I guess this must be one of my favorite poems, since this is the third time I have posted it on my blog. I shared it in May 2010 and again in May 2013. The art of losing and the art of living are almost synonymous. When I posted this in 2013, Mary Lee (who is hosting today's roundup - check it out!) commented: "So why do we need to PRACTICE loss, Ms. Bishop? Why can't we focus on
shoring ourselves up for loss with loves (both large and small)?" She's right. Love is what shores us up. But it's also why loss hurts so much.
Thinking about Mary Lee's question, I came to this conclusion: having experienced many losses in the past teaches us that life does go on. It teaches us that we can survive losses we didn't think were survivable. In that sense, maybe we make a little progress towards the art of losing.
But I think Elizabeth Bishop is trying to convince herself here. She is facing a loss that feels like disaster to her. She is facing it, bravely, not turning away. She isn't numbing it or pretending it isn't there. "Write it!" she urges herself. In saying the art of losing isn't too hard to master, she's saying that it is terribly hard, the hardest. Frankly, I often want to stop the loving because the losing hurts so much. I don't want to reach out and attach and care. But if I didn't, I wouldn't be mastering the art of living.
It's all one.
One Art
by Elizabeth Bishop
The art of losing isn't hard to master;
so many things seem filled with the intent
to be lost that their loss is no disaster.
Lose something every day. Accept the fluster
of lost door keys, the hour badly spent.
The art of losing isn't hard to master.
Then practice losing farther, losing faster:
places, and names, and where it was you meant
to travel. None of these will bring disaster.
I lost my mother's watch. And look! my last, or
next-to-last, of three loved houses went.
The art of losing isn't hard to master.
I lost two cities, lovely ones. And, vaster,
some realms I owned, two rivers, a continent.
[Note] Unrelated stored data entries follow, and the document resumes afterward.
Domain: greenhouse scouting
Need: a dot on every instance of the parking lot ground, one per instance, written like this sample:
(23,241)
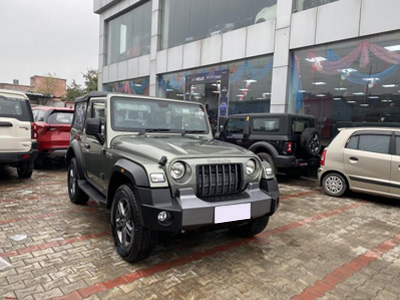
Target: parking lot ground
(315,247)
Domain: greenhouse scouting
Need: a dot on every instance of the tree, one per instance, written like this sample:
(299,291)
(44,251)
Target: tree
(91,80)
(74,90)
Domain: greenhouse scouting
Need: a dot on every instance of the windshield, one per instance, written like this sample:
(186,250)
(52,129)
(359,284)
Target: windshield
(152,115)
(60,117)
(14,108)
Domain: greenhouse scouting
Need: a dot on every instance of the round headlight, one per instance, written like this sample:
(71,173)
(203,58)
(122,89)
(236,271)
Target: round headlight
(250,167)
(177,170)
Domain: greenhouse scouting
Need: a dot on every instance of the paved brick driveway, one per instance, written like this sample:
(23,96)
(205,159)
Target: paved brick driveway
(314,247)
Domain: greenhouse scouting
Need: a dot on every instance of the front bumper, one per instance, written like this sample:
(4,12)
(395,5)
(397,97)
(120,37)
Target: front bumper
(293,162)
(187,211)
(52,153)
(11,158)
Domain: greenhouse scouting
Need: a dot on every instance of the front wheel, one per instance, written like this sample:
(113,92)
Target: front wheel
(334,185)
(25,169)
(133,241)
(251,228)
(76,195)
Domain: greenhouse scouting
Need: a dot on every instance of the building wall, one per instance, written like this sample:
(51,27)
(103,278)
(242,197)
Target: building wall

I miss them, but it wasn't a disaster.
- Even losing you (the joking voice, a gesture
I love) I shan't have lied. It's evident
the art of losing's not too hard to master
though it may look like (Write it!) like a disaster.
3 hours ago
3 comments:
I agree with your comments about this poem. She writes because it is so hard to master. And how she mastered the form in the process!
It is two sides of the same coin, Ruth. It's funny, this poem came up yesterday on a long car ride. (Not the topic of it; we needed someone whose last name started with B.)
I remember writing that.
I agree with your new conclusion. It IS all one, and it IS about the art of living.